Moist is right about it being a dangerous job: The chief cashier is not happy; nor are the men of the mint, particularly when Moist suggests paper money; and nor are the hateful Lavish family, who own the other 49 per cent of the bank.

And what is Moist's girlfriend Adora Belle Dearheart, representing the Golem Trust, excavating in the Dwarfs' desert?

What I liked
It's Terry Pratchett, for a start.

I like Moist as a character -- he has a certain 3Dness to him. It's sweet seeing him trying to come to terms with loving the spikey, chain-smoking Adora Belle.

Cribbins is a superb villain. His false teeth make his speech... characteristic.

I liked the Glooper -- this is a water powered computer model of the city's money.

I'm always glad to see Igors -- interesting strand of racial tension there, as both Igors and Moist come for Uberwald.

What I learnt
Terry Pratchett usually starts out with a very mysterious opening -- that I promptly forget about because it doesn't make sense. If I remembered it, it would probably enhance my reading experience. Perhaps it should be printed on a bookmark given away free with every book.

I spotted that a big deal was made of Miss Lavish's ginger hair, and of Hubert's hair, too -- I felt very smug when Moist (as a clever character) asked about this.

Sunday, 6 January 2008

Before I Die by Jenny Downham

The plot
A sixteen-year-old girl dying of cancer makes a list of things she would like to do before she dies, and does them.

What I liked
It made me cry -- books never make me cry.

I loved the relationship between Tessa and her brother -- she is by turns irritated and overwhelmed with love for him.

I liked how selfish she was -- no saintly invalid. It was fascinating to see how she views the affect she has on her father, and while she accepts that she is driving him up the wall, continues to do what she wants to do.

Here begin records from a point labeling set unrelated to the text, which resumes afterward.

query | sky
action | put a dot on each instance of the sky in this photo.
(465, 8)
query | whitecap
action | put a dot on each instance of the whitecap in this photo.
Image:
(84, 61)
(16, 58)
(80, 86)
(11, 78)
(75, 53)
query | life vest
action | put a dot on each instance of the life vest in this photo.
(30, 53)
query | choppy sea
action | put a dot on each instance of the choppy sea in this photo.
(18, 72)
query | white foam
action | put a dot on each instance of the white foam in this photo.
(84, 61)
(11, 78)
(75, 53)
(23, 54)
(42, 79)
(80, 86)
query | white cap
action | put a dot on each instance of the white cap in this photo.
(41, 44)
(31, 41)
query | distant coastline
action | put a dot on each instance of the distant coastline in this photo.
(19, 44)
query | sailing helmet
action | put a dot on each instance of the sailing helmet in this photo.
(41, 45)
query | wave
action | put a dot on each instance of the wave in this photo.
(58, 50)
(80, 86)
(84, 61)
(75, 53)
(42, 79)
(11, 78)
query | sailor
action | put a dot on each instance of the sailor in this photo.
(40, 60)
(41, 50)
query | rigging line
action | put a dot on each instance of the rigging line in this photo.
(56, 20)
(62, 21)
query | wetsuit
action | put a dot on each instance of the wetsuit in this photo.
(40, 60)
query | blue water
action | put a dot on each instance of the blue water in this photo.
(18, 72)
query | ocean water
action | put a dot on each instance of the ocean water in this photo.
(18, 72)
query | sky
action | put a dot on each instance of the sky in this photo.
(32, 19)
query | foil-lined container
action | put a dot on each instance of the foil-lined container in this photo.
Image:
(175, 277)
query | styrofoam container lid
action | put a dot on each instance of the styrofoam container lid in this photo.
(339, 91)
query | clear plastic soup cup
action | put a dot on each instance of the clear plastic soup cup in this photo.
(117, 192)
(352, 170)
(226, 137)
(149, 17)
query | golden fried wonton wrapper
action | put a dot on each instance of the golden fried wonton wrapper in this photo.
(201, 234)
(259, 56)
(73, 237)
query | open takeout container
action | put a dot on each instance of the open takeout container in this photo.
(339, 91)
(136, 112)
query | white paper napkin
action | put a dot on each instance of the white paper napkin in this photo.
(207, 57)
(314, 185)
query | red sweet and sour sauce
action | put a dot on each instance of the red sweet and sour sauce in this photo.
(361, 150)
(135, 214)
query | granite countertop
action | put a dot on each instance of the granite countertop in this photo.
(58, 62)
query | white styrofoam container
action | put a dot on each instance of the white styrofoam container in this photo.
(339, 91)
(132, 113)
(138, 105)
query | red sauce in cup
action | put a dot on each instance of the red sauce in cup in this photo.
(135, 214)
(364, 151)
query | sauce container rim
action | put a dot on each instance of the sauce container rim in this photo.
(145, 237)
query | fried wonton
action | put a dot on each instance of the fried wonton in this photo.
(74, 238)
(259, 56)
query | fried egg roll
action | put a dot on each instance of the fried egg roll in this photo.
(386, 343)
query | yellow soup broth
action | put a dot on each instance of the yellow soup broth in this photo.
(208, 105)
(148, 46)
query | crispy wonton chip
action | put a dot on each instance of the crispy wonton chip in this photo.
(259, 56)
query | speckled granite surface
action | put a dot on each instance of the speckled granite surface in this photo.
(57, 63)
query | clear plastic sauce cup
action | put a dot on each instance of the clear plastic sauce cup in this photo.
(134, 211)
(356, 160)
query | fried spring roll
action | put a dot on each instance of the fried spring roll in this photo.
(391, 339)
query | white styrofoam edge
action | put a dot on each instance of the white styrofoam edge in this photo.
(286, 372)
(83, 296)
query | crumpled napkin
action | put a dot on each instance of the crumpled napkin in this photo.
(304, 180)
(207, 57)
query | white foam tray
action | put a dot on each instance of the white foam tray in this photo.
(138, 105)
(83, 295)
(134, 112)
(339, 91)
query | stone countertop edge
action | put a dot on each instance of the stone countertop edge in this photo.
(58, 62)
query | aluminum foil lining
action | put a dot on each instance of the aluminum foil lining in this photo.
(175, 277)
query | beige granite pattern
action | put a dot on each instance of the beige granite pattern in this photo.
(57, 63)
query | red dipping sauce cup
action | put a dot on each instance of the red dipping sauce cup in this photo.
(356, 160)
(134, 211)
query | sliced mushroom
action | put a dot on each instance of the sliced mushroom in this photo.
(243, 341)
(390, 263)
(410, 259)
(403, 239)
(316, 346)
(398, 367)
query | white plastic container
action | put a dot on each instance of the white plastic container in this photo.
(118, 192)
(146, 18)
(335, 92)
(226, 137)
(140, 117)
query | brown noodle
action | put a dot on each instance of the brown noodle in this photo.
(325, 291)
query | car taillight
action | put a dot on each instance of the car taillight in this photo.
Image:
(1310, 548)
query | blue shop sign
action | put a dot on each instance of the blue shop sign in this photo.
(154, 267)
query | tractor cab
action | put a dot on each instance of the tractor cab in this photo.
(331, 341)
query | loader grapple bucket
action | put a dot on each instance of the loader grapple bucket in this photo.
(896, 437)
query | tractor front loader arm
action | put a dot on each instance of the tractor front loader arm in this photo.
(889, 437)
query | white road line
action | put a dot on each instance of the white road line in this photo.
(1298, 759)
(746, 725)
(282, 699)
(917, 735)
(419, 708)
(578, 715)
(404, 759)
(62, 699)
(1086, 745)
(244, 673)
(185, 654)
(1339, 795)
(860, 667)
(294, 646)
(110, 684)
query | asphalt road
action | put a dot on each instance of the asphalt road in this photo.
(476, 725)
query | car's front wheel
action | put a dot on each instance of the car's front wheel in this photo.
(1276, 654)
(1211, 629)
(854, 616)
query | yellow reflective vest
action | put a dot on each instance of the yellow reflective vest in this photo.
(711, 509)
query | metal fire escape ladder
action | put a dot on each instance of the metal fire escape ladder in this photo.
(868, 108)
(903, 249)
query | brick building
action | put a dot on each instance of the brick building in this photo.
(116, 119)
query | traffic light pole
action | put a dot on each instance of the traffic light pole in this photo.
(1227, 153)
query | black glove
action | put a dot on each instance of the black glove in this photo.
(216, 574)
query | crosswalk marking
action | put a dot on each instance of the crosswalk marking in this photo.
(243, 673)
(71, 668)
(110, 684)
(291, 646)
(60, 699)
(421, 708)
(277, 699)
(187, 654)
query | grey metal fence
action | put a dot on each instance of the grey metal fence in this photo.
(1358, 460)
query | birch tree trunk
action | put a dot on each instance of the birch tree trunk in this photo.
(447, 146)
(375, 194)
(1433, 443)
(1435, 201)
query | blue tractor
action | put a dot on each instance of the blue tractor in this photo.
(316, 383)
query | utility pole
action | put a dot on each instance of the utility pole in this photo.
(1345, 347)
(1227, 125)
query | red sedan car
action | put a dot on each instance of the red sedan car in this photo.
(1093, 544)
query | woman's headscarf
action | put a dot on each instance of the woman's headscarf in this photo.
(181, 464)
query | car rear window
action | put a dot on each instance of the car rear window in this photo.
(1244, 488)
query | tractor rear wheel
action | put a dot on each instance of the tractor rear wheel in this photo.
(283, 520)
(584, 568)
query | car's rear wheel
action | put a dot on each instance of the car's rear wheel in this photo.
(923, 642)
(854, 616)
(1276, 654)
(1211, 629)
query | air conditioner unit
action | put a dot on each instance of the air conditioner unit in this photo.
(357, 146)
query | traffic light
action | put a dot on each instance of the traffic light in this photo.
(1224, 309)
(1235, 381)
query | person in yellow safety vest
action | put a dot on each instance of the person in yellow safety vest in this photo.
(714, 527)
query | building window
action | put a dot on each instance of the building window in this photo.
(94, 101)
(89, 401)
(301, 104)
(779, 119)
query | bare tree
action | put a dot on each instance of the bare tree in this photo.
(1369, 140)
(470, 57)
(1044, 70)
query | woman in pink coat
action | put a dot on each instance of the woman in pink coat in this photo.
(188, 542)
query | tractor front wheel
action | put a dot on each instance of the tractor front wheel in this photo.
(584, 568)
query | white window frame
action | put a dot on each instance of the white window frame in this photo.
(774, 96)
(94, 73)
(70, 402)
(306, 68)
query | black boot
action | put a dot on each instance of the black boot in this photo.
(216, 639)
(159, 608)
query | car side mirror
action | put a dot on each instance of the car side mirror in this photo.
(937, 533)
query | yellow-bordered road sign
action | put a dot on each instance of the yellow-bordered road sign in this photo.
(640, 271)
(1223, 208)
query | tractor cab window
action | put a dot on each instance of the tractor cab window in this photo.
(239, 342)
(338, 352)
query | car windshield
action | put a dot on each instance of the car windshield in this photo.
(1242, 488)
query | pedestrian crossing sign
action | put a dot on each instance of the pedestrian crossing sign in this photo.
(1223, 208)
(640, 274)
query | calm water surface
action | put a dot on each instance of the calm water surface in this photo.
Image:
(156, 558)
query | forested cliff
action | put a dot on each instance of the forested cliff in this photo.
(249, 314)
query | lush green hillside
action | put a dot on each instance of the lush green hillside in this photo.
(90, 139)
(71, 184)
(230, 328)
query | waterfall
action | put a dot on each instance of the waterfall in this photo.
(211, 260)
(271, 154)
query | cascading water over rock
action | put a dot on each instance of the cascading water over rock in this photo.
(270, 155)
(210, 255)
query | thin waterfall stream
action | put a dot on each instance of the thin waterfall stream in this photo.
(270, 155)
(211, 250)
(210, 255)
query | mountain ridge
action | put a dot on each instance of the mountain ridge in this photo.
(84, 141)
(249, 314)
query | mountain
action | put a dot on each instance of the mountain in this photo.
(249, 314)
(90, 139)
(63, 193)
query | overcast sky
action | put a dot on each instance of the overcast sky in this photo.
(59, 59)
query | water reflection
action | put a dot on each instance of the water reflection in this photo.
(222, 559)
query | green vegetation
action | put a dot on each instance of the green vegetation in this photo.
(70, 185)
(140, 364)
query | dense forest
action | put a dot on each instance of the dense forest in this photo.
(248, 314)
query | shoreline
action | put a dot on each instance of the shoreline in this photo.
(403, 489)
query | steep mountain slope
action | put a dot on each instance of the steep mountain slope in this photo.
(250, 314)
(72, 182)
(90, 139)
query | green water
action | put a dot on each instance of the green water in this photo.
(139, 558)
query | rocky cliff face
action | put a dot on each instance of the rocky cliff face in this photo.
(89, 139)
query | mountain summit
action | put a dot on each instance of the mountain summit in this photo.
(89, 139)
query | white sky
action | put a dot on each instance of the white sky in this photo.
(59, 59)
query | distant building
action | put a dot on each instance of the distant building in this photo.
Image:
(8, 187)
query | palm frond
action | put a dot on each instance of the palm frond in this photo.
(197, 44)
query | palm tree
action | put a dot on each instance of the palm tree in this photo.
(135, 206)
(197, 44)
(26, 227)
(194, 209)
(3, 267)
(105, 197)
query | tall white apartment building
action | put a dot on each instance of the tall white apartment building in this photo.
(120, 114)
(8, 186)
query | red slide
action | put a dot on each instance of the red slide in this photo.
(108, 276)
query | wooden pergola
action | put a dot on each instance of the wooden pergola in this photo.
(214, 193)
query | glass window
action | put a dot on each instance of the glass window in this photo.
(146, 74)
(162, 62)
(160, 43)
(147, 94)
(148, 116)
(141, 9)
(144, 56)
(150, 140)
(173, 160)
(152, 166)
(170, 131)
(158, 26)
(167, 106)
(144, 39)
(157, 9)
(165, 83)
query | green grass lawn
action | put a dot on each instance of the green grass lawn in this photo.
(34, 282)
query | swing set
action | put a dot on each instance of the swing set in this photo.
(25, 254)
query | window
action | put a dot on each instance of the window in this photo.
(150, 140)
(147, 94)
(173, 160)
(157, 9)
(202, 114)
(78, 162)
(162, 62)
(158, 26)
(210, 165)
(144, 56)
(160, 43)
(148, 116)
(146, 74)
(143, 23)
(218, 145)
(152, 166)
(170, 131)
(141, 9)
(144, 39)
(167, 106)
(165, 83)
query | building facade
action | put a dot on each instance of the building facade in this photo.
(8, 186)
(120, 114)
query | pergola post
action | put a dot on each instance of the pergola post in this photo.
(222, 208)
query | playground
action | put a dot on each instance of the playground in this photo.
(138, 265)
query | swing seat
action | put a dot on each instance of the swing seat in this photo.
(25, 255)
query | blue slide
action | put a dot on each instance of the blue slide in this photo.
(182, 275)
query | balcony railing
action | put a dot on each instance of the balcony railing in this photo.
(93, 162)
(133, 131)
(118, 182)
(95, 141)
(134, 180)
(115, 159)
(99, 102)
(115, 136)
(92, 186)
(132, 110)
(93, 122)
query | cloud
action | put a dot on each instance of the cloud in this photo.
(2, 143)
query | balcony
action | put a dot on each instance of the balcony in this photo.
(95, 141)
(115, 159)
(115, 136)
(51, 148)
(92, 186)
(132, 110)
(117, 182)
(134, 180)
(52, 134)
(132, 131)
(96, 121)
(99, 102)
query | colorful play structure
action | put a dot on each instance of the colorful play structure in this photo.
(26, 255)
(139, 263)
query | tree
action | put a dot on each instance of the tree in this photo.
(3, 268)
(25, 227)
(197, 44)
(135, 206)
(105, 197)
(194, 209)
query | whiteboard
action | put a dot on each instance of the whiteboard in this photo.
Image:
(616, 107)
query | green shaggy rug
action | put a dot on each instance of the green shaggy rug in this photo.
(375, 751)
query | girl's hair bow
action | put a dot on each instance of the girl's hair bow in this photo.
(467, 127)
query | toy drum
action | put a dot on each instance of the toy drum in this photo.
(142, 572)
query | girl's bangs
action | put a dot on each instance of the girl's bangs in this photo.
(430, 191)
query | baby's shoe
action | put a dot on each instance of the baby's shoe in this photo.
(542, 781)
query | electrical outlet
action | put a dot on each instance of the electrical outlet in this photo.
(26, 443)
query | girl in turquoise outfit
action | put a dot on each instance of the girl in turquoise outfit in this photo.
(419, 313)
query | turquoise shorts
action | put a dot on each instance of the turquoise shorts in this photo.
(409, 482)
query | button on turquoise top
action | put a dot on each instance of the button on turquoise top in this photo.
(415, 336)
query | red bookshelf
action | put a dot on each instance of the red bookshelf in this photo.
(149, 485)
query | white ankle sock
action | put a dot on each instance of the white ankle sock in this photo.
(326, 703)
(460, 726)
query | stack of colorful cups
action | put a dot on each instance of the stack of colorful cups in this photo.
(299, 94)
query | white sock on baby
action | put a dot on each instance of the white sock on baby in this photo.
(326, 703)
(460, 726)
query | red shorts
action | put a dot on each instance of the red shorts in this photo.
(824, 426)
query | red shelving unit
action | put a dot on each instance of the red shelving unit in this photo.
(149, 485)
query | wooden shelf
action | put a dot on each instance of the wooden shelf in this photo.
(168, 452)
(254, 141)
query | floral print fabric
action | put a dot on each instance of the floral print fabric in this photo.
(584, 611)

I liked the contrasts between Tessa the little girl and Tessa the woman in her.

What I learnt
Because she is not going to live long, things that might seem self-destructive in a normal teenager don't have to be dealt with on a moral level. A quick web search turned up no-one with a bad word to say about her behaviour -- one person remarked that the sex and drugs content would keep it off school reading lists. It would create an interesting discussion point: Is it OK for Tess to do these things? Why? Why is it not OK for me to do these things.

A dying character can be selfish without being unlikeable -- or at least, the reader can understand why they are doing it, and I suppose forgive them.